Aku melirik jam di tanganku, masih pukul 06:30. Tapi Ezard tadi berangkat pagi sekali. Sehingga aku memutuskan untuk berangkat juga dan berakhir di toko bunga sepagi ini.

Aku memalingkan wajahku pada kedai teh di samping toko bungaku yang belum dibuka. Mbak Aluna mungkin belum bangun, atau memang ia tidak berencana membuka kedainya hari ini.

Semenjak pertengkarannya dengan Mbak Rania, Mbak Aluna memang jarang membuka kedai tehnya. Sudah satu minggu sejak hari pertengkaran itu, tetapi Mbak Rania tidak pernah kembali setelahnya. Sepertinya pertengkaran sore itu menjadi yang terakhir kalinya untuk mereka berdua.

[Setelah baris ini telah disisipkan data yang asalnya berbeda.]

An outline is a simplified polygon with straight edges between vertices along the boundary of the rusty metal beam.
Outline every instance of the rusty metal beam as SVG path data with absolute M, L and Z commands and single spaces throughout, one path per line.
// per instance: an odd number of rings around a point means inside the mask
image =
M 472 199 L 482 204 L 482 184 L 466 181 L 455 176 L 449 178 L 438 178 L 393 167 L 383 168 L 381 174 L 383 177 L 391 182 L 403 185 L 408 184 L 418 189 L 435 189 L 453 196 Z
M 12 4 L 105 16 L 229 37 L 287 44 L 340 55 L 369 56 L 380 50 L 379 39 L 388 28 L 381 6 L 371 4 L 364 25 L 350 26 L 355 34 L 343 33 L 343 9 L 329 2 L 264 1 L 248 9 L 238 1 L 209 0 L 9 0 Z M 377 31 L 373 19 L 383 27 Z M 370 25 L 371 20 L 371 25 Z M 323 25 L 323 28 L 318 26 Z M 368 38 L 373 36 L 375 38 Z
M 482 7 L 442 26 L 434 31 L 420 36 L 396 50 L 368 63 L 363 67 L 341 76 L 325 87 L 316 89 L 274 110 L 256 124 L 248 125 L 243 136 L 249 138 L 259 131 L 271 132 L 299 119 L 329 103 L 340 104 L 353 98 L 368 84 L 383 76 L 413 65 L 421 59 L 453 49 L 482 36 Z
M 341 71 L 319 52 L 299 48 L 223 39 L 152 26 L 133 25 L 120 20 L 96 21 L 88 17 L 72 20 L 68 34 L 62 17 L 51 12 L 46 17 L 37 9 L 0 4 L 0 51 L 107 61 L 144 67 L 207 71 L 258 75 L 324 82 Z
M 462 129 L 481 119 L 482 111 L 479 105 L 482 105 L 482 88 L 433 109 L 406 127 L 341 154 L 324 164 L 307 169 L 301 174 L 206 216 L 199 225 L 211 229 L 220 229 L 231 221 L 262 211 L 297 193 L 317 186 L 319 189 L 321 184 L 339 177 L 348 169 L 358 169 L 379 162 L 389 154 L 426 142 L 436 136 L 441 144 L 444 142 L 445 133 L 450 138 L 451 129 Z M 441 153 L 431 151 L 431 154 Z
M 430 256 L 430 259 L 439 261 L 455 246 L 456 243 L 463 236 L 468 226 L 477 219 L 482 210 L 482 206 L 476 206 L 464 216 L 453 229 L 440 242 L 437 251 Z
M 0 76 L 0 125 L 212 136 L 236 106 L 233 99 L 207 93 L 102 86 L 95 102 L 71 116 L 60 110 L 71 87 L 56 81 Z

Kadang, Mbak Aluna keluar dengan wajah masam dari kedainya hanya hanya untuk sekedar membuang sampah. Selebihnya, ia tidak mengatakan apapun.

Aku tahu dia wanita yang mandiri, senang menghabiskan waktu dengan puluhan buku setiap hari, atau sekedar mendengar musik genre apapun yang ia suka. Sejauh yang bisa kuingat, ia punya selera musik yang bagus. Aku tahu karena ia sering menyetel lagu keras-keras hingga bunyinya sampai ke tokoku, bahkan juga ke sebelah toko yang ada di samping toko bungaku.

Dia tidak membutuhkan siapapun dalam hidupnya, kecuali mungkin hanya sekedar untuk menopang hatinya agar tidak merasa sendiri. Selebihnya untuk masalah pekerjaan, ia tidak memerlukan bantuan apapun. Tidak peduli juga dengan pendapat orang lain tentang bagaimana ia menjalani hari-harinya.

Sedang Mbak Rania, ia wanita gila penyembah mode. Ia menyukai barang-barang mahal. Suka eksis di media sosial. Ia mendefinisikan kehidupannya dari cara orang lain memandangnya. Ia sering merasa kesepian kalau sendiri sepanjang waktu. Ia sepenuhnya menggantungkan hidupnya pada orang lain.

Manusia sejenis Mbak Rania ini sangat merepotkan menurutku. Aku jelas tidak suka. Tapi meski karakter mereka bak langit dan bumi. Mereka tetap saja berteman baik, ya walaupun sering adu mulut juga.

Alasan yang jelasnya tentu karena Mbak Rania merasa bahwa hanya Mbak Aluna yang bisa menerima kembalinya dengan lapang. Sedang Mbak Aluna, dia wanita yang hanya membiarkan semua orang lalu lalang begitu saja dalam hidupnya. Dia paham dengan kalimat 'manusia bisa saja datang dan pergi'

"Kau sedang memikirkan apa, Nai?"

Mbak Eri, wanita berwajah teduh itu membuyarkan lamunanku.

"Tidak ada, Mbak. Hanya saja aku merasa tidak puas. Itu saja." Aku tersenyum.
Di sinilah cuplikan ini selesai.